Archive for November, 2006

Does India have a scarcity of good programmers?

Monday, November 20th, 2006
This is a very common problem that I have heard from many people. Probably programming is not considered a cool job in india. Most good programmers (and bad also) want to become people manager.I don’t blame them also. We have grown to this stage merely because of outsourcing. In low value programming, quality does not matter much. So most people want to become manager and do only talking. That is very scary. In that case India can never build good products.My only hope is freshers and young engineer from universities. They haven’t yet been spoiled by our current system. Hopefully more and more innovation come from them.What I can tell to these computer science graduates is that they need to think about innovation. They should not become slave of some programming language or a particular platform. Continuously ask yourself how can computer science be used to make our society better. If the world need products build in javascript/XML then why only learn C++. You should be able to learn anything quickly and provide your employer a solution which he never even thought about.

RubyOnRails

Sunday, November 19th, 2006

I had been thinking about starting my blog for quite some time. Finally I’m starting it with a nice topic. I spent some time on exploring ruby on rails. I feel like telling the whole world about it.

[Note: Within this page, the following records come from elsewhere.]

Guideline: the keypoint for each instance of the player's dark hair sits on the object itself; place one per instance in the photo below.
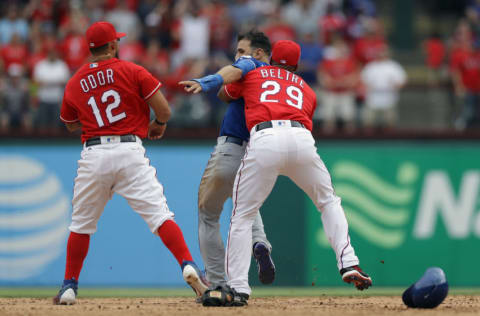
(257, 40)
(99, 50)
(287, 67)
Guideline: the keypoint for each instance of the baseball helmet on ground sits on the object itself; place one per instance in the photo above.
(429, 291)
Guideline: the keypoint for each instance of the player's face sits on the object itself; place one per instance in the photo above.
(243, 49)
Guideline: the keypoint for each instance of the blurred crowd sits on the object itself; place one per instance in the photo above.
(345, 55)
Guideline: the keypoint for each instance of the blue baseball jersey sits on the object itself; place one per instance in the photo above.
(234, 120)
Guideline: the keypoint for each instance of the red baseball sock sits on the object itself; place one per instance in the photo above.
(172, 237)
(77, 249)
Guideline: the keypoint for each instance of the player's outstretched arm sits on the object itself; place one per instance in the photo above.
(226, 75)
(160, 107)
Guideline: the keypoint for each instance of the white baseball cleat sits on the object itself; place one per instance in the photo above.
(355, 275)
(67, 294)
(194, 278)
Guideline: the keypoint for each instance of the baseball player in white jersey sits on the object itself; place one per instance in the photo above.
(217, 181)
(279, 107)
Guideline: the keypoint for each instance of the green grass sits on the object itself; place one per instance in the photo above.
(43, 292)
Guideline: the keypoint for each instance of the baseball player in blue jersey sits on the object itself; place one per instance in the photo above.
(216, 186)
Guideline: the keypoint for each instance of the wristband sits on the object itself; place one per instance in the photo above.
(210, 82)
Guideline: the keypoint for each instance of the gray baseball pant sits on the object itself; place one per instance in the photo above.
(215, 188)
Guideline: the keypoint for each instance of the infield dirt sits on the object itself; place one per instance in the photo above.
(378, 305)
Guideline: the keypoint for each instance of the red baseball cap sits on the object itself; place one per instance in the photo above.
(100, 33)
(286, 53)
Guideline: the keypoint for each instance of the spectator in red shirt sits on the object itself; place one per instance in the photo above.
(339, 77)
(370, 46)
(14, 52)
(465, 71)
(331, 23)
(132, 50)
(277, 29)
(75, 50)
(156, 61)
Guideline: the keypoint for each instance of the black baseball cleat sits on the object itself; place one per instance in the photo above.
(224, 296)
(354, 274)
(239, 299)
(266, 268)
(67, 294)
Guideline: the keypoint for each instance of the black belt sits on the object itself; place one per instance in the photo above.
(269, 124)
(123, 139)
(234, 140)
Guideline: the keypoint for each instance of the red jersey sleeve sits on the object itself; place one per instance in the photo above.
(68, 113)
(234, 90)
(148, 83)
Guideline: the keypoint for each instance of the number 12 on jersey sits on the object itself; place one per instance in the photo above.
(273, 88)
(111, 106)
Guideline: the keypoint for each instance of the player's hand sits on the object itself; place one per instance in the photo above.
(156, 131)
(191, 86)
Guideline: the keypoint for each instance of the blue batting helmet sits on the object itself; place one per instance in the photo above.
(429, 291)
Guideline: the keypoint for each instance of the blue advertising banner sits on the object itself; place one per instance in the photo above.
(36, 185)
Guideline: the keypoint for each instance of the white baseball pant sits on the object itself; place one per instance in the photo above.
(289, 151)
(120, 168)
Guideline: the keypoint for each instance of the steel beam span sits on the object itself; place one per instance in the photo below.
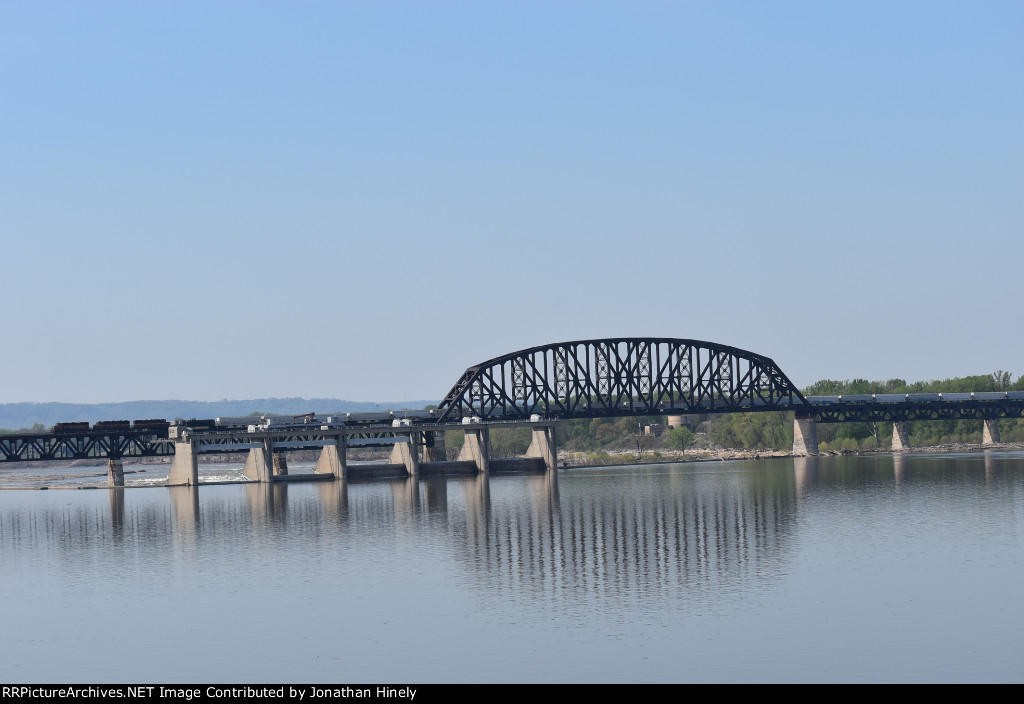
(620, 377)
(85, 445)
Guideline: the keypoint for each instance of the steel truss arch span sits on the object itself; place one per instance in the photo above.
(620, 377)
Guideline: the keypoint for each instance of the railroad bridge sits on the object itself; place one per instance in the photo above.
(535, 388)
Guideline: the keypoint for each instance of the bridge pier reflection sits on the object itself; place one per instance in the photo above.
(901, 439)
(115, 473)
(990, 432)
(805, 437)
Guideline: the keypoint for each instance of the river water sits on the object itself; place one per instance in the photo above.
(859, 569)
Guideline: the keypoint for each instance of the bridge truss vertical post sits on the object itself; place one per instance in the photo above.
(805, 437)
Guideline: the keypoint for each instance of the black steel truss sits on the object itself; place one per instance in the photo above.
(620, 377)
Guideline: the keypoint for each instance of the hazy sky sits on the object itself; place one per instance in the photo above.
(359, 200)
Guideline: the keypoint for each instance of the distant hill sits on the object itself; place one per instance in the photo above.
(23, 415)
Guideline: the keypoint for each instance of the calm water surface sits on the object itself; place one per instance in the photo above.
(832, 569)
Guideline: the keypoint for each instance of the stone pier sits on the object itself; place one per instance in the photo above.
(476, 448)
(280, 465)
(259, 464)
(184, 466)
(901, 439)
(990, 432)
(433, 448)
(115, 473)
(408, 453)
(543, 445)
(333, 460)
(805, 437)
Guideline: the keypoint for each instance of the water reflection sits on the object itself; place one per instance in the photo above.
(610, 531)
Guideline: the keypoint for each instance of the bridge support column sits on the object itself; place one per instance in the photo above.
(543, 445)
(901, 439)
(433, 450)
(805, 437)
(259, 464)
(476, 449)
(408, 453)
(333, 459)
(115, 473)
(990, 432)
(184, 466)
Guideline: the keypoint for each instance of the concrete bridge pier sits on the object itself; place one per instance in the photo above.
(476, 449)
(433, 446)
(259, 464)
(805, 437)
(901, 439)
(280, 465)
(333, 459)
(543, 445)
(184, 466)
(990, 432)
(115, 473)
(408, 453)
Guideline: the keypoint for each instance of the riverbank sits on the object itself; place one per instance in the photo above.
(629, 456)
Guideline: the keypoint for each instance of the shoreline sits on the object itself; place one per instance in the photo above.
(573, 459)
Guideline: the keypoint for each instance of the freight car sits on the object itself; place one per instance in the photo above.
(70, 428)
(112, 425)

First I could not find why ruby is a great language. Then Himanshu, a friend of mine, mentioned that ruby is a cute language. I guess that describes ruby. Its a nice and cute language but no major differentiator.

But Rails is what makes it special. Its great tool for psuedo-techies who want to build quick websites. Having said that, I dont mean it is not a great tool for techies. But I could not get answered to some questions on it.

  • It works in a fast-cgi mod. Which does not look very clean. The latest recommendation is to use apache+reverse proxy+mongrel. It looks pretty geeky and nice but has some fundamental problems with it. Apache does a nice job of taking care of memory leaks etc. by restarting apache after every N requests. That may not be possible with mongrel. Also, I am not sure how easy is it to monitor mongrel.
  • rails generates some code for you which I personally dont like too much. The way one will package such things is generate rails code and then check-in it in cvs or another source control system. But in next version of rails, things may change. In that case merging changes will be a pain.
  • I have a feeling that scalaing will not be easy with rails as it does too many things for you and hides details.